One additional bit on the Lea-Francis MG. Jim Pauley had cleverly siamesed another TD brake cylinder next to the stock one and hooked it up to the clutch. So, I had the only TD with a hydraulic clutch. Good tip for that newbie looking to restore a TD. There was one little problem. When I got the car back from Pauley after 8 months, I drove it to Philly where I was finishing college. The next weekend, I intended to attend a sports car meet in CT so I started out to the newly built Jersey Turnpike. At the first traffic light, I pushed in the clutch - nothing. All the fluid had leaked out. What to do? I drove all the way back to Pauley's shop in Norwalk with no clutch. At lights and toll booths, I shut down the engine, put the car in first and cranked it over. It started every time. I was always pretty good at clutchless shifting.
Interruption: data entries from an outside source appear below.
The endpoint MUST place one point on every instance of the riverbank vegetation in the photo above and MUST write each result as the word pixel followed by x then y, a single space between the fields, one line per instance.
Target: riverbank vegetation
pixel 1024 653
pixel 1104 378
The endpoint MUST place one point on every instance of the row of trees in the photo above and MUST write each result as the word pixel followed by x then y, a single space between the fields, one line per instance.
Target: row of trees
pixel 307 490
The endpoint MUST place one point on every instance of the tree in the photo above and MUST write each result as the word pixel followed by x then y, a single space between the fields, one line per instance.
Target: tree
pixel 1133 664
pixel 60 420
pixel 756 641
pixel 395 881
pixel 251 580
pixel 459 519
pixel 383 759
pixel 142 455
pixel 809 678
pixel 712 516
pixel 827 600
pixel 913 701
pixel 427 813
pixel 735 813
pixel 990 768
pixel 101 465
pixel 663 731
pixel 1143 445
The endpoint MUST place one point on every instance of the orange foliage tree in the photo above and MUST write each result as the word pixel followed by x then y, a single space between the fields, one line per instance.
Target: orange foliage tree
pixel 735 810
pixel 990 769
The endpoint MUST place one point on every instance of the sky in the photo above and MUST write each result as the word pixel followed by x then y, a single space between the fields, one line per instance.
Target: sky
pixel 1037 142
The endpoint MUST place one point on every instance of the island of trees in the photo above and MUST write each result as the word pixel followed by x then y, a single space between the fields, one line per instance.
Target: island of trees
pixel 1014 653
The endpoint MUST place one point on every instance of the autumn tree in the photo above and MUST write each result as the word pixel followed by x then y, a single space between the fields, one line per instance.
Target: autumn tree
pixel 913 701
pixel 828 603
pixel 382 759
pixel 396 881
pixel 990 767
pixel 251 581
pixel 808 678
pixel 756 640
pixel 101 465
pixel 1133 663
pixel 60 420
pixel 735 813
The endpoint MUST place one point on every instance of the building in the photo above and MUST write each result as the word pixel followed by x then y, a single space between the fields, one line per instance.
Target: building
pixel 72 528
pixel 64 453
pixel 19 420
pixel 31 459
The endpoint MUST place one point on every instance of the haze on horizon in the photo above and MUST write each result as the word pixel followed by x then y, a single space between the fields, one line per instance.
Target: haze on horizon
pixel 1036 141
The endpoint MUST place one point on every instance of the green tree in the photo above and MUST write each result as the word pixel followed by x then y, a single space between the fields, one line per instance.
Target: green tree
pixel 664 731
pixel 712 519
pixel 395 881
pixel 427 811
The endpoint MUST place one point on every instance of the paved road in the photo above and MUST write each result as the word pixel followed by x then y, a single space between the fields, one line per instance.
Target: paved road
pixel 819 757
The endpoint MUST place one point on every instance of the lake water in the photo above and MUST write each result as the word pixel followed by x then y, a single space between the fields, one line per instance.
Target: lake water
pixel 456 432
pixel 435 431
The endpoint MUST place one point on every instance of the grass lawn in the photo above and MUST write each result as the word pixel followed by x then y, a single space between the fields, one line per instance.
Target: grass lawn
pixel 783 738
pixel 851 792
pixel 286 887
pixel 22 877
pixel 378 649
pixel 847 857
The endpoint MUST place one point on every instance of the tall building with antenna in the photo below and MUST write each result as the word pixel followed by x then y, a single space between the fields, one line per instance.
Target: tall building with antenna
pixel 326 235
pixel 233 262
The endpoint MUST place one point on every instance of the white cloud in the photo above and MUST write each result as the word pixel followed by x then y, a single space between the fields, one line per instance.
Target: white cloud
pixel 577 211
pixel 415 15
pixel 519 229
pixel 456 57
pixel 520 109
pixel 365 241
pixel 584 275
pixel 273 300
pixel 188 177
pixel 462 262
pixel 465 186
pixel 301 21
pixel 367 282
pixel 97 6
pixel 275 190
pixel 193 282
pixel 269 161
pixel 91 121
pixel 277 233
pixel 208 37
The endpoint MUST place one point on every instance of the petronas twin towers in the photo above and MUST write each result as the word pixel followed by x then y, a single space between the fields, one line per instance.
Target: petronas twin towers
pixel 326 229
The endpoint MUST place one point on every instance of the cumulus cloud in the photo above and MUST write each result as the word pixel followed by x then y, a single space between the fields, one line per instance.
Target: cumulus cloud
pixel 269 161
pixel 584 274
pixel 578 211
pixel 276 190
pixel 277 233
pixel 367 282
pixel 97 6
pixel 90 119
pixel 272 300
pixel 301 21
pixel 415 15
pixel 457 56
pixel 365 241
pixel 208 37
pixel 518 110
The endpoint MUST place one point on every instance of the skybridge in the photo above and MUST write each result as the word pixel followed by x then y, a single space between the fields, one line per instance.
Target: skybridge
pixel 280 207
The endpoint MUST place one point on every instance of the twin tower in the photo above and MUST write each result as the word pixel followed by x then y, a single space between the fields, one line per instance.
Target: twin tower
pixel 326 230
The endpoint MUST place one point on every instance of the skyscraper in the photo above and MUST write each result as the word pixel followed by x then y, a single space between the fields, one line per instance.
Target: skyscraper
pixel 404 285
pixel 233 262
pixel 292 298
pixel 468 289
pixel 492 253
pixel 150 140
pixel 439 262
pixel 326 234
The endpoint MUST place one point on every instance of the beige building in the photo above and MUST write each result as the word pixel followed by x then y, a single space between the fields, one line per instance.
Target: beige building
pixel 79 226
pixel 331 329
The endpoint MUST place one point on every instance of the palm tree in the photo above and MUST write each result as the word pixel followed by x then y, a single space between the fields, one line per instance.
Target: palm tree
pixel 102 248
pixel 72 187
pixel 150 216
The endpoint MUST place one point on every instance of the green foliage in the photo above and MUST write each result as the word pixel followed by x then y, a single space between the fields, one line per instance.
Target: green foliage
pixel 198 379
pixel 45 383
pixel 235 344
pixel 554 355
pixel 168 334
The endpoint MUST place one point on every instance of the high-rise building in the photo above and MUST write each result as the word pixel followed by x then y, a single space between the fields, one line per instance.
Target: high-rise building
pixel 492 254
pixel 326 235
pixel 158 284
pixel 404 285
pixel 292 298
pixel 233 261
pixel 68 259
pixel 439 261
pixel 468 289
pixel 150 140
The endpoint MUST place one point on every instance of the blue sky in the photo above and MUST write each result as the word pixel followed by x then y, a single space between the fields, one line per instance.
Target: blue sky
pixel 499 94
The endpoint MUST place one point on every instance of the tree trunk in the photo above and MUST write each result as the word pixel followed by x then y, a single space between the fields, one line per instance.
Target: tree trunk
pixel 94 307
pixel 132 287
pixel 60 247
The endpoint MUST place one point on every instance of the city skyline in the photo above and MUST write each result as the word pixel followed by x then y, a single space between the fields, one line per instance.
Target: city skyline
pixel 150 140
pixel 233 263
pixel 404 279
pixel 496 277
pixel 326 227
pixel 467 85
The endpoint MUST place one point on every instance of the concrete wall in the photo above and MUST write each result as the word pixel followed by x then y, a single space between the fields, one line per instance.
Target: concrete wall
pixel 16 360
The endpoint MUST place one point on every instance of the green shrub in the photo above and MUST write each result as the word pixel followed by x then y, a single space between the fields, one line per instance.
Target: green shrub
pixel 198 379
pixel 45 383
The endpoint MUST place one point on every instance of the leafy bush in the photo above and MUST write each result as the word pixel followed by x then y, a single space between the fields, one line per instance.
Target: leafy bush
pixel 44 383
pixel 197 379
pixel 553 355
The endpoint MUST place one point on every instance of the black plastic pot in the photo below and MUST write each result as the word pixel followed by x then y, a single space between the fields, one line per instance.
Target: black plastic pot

You just have to match the spinning gears and they go right in. A slight pause is all it takes as I recall. Pauley fixed the leak and all was well thereafter until I got rid of the car.
 
That is a cool story and pics--just amazing back in the day a Leah-Francis motor was a spare lump sitting around waiting to be shoehorned into a TD or something. Probably would have been a winner with a taller axle ratio. Thanks for sharing this.
 
I looked up the Lea-Francis twin cam, neat looking engine.